Adversarial Search

Adversarial search

Adversarial game - Chess, business, trading, war.
You change state, but then don't control next state.
Opponent will change state in a way:

  1. unpredictable
  2. hostile to you
You only get to change (say) every alternate state.


4.4.1 Minimax (exhaustive)

Minimax


Example where we can do exhaustive search

The Game of Nim: At each move the player must divide a pile of tokens into 2 piles of different sizes. The first player who is unable to make a move loses the game.


The entire state space for a 7-token game.
Image courtesy of Ralph Morelli.
See Luger Fig 4.19


There are precisely 3 end states, 2 where person who starts wins, 1 where person who went 2nd wins:

Green - Person who starts wins.
Blue - Person who went 2nd wins.


Can exhaustively search the space.
Problem is figuring out what opponent will do.
MINIMAX - We are MAX - trying to maximise our score / move to best state.
Opponent is MIN - tries to minimise our score / move to worst state for us.


If opponent MIN goes first, then:
Green - MIN wins - state has value 0 for us.
Blue - MAX wins - state has value 1.



Propagate these values back up.
Image courtesy of Ralph Morelli.
See Luger Fig 4.20
Note 5-1-1 has value 0 not 1, because it is MIN's turn, and they will take us to 4-1-1-1 not to 3-2-1-1.
Whereas 6-1 has value 1 not 0 because it is our turn.
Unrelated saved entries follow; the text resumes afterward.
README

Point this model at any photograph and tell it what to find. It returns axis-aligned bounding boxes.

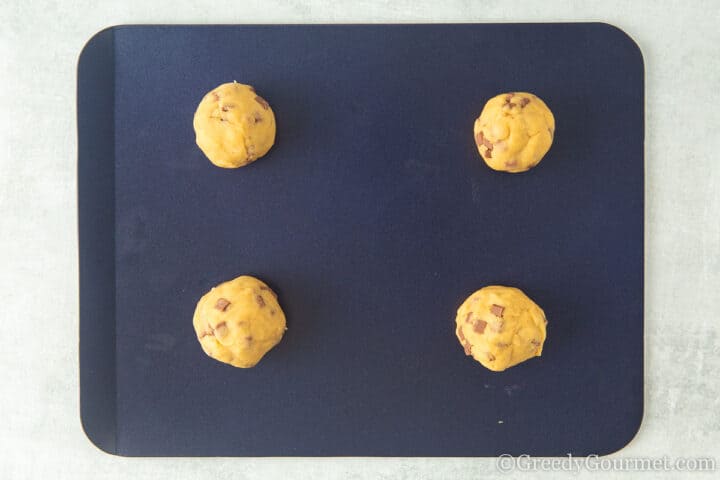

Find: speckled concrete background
[1,1,718,478]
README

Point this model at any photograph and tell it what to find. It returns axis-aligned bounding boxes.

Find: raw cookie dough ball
[473,92,555,173]
[193,275,286,368]
[455,285,547,371]
[193,82,276,168]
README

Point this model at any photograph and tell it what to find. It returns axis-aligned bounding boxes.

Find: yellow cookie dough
[455,286,547,372]
[193,275,286,368]
[473,92,555,173]
[193,82,276,168]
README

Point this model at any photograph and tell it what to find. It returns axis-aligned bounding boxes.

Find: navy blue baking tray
[78,24,644,457]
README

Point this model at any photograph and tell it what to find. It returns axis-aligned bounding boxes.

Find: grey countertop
[1,0,718,478]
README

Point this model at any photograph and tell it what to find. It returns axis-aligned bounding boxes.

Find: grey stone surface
[0,0,718,478]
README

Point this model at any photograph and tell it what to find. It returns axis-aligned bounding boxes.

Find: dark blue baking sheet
[78,24,644,457]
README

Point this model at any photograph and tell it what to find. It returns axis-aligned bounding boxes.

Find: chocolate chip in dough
[474,319,488,334]
[215,298,231,312]
[490,304,505,317]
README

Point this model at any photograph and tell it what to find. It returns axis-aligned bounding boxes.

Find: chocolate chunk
[530,339,541,347]
[507,102,516,108]
[473,319,487,334]
[505,93,515,101]
[211,92,220,101]
[255,294,265,307]
[487,352,496,361]
[245,335,253,342]
[476,130,493,150]
[484,149,492,159]
[519,97,530,108]
[253,111,263,123]
[465,312,473,324]
[259,285,277,297]
[215,298,231,311]
[490,304,505,317]
[457,328,472,356]
[254,96,269,110]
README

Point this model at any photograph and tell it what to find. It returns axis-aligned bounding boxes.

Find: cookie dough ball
[193,82,276,168]
[455,286,547,371]
[473,92,555,173]
[193,275,286,368]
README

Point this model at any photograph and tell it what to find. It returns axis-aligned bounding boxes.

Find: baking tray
[78,23,644,456]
If it is MIN's turn, parent value is the worst of its children.
If it is MAX's turn, parent value is the best of its children.

Note 2nd player always wins!
Person who goes first can never win unless 2nd player makes error.
This is different if no. of tokens different to 7. See discussion.
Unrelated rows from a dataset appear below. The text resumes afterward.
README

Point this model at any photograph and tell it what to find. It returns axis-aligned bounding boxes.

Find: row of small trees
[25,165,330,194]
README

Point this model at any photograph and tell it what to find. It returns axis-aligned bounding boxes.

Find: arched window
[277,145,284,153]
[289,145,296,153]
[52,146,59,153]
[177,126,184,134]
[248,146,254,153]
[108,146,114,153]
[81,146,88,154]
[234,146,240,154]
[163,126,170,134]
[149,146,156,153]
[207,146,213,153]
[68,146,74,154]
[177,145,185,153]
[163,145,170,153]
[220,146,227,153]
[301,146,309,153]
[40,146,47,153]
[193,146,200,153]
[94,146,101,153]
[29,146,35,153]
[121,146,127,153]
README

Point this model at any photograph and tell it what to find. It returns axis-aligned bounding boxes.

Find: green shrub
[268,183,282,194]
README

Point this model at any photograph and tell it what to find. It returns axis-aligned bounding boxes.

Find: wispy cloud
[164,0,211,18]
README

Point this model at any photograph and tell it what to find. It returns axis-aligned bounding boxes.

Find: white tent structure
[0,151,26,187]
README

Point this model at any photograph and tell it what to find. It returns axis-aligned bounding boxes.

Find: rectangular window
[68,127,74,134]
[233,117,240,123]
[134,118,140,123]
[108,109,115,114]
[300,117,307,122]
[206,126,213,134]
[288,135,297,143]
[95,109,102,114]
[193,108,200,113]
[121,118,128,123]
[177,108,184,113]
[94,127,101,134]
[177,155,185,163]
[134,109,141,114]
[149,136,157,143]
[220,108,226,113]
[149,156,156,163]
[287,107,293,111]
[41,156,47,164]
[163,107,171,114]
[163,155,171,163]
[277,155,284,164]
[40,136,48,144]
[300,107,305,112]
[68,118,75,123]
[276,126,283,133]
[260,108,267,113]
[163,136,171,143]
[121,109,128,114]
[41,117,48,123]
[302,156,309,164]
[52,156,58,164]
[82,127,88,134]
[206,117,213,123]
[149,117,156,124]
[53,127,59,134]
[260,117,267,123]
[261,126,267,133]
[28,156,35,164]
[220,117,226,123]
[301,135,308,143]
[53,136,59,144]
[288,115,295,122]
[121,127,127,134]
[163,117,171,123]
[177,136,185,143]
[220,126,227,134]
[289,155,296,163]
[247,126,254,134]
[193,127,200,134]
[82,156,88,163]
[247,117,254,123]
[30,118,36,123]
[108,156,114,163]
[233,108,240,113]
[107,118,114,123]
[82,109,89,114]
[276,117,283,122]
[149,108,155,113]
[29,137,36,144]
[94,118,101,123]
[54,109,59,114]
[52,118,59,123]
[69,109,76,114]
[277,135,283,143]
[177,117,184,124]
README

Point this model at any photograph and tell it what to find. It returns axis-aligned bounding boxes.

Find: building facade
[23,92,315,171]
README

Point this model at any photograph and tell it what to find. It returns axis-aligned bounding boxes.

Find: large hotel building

4.4.2 Minimax (to fixed depth)

If cannot do exhaustive search, do minimax to predefined depth ("minimax to fixed ply depth", "n-ply look-ahead")
Leaves of graph here will probably not terminate in a win/loss. So have to give them heuristic estimate of their value.


Image courtesy of Ralph Morelli.
See Luger Fig 4.21
At MAX level, we will always pick best.
At MIN level, opponent will always pick worst for you.
Here, we (MAX) start. From start state, best we can do in 3 plies is get to state with estimated value 3.


Horizon effect: A state may look promising according to the heuristic (e.g. I capture one of opponent's pieces) but actually lead to disaster later on, beyond the horizon.
In general, cannot avoid such effects and such imperfect heuristics (a perfect heuristic would be an oracle telling you exactly how to win the game).
One strategy: Do some special extra deep searching for states that look exceptionally good.



4.4.3 Alpha-beta pruning

Alpha-beta pruning

Way of pruning the space.
Rather than search entire space to fixed depth, we can get rid of branches if we know they won't be picked.



Image courtesy of Ralph Morelli.
See Luger Fig 4.26

  1. See state B: It's our turn, so B will have value at least 5. But this is more than 3, so we know at state A, opponent will never pick B. B sub-tree can be pruned.
  2. At D, opponent's turn. They will choose 0 or something worse. But that means at C we will never choose D over A. D tree can be pruned.
  3. Likewise, E will be 2 or worse. So at C we will never choose E over A. E tree can be pruned.


It depends on the ordering how much can be pruned. If we search B after searching its sibling (of value 3), we can prune it, but not if it happened to come before.
A lucky ordering and you could prune a lot.
An unlucky ordering and you have to visit all states.

Q. Reverse all orderings.
See what prunings will then be done.